The parameters to estimate about the unknown camera are the focal length, the tilt angle and the height from ground. The pan angle is always considered zero because the default camera coordinates can be set so that zero-pan angle is satisfied. The roll angle is ignored in this work.

#### 1. x-axis: the top point can be projected on the ground as the bottom one.

At first, we can imagine that the top and bottom points in 3D camera coordinates are transformed to the default camera coordinates whose tilt angle is zero. In the default camera coordinates, it is reasonable that the top point can be projected on the ground as the bottom one although it is possible that people do not always stand upright and the top and bottom points are distorted in camera view. Therefore, the $x$ components of the top and bottom points in the default camera coordinates should be the same, which allows the following cost function: $\begin{equation} E_1(f, H, \theta) = \frac{(u_t-o_x)(H-h)}{f tan\theta+v_t-o_y}- \frac{(u_b-o_x)H}{f tan\theta+v_b-o_y} \end{equation}$

#### 2. y-axis: the top point is $h$-meter high from the bottom one.

Second, we already assume that the human height is $h$-meter high which is 1.8 meters, so it can be used for another cost function. The $y$ components of the top point in the default camera coordinate is $h$-meter higher than that of the bottom one. It induces the following cost function: $\begin{equation} E_2(f, H, \theta) = \frac{(v_t-o_y)(H-h)}{f tan\theta+v_t-o_y} - \frac{(v_b-o_y)H}{f tan\theta+v_b-o_y} - h cos\theta \end{equation}$

#### 3. z-axis: the top and bottom points have the same depth.

Third, it is natural that the top and bottom points in the default camera coordinates have the same depth although the human head can get ahead of its foot a little or vice versa.

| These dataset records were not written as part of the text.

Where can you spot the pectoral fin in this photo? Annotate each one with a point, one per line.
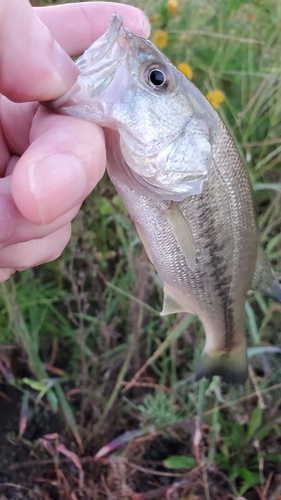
(265, 279)
(182, 233)
(144, 241)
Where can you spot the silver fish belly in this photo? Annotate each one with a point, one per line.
(180, 176)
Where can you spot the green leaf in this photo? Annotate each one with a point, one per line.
(180, 462)
(255, 421)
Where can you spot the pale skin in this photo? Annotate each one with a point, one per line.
(48, 163)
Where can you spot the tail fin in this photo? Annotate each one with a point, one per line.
(231, 365)
(265, 279)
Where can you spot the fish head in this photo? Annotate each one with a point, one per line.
(164, 123)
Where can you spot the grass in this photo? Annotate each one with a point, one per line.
(82, 338)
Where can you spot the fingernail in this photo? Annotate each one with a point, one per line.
(57, 184)
(67, 69)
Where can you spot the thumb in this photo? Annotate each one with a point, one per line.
(33, 67)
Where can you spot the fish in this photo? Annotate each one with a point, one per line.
(180, 176)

It means that the final cost function can be written as follows: $\begin{equation} E_3(f, H, \theta) = \frac{(f-(v_t-o_y) tan\theta)(H-h)}{f tan\theta+v_t-o_y} - \frac{(f-(v_b-o_y) tan\theta)H}{f tan\theta+v_b-o_y} \end{equation}$

These three cost functions represent for only one human sample, but it can be applied for many samples using summation of each cost funcion, which is the more natural situation. When samples are summed, $L_1$ norm or $L_2$ norm can be used. Besides, it is not necessary that these cost functions should be used when the only one parameter is unknown. It can be solved through the simple calcuation, not the estimation because each cost function can be reformed for the unknown parameter although it will be more complex.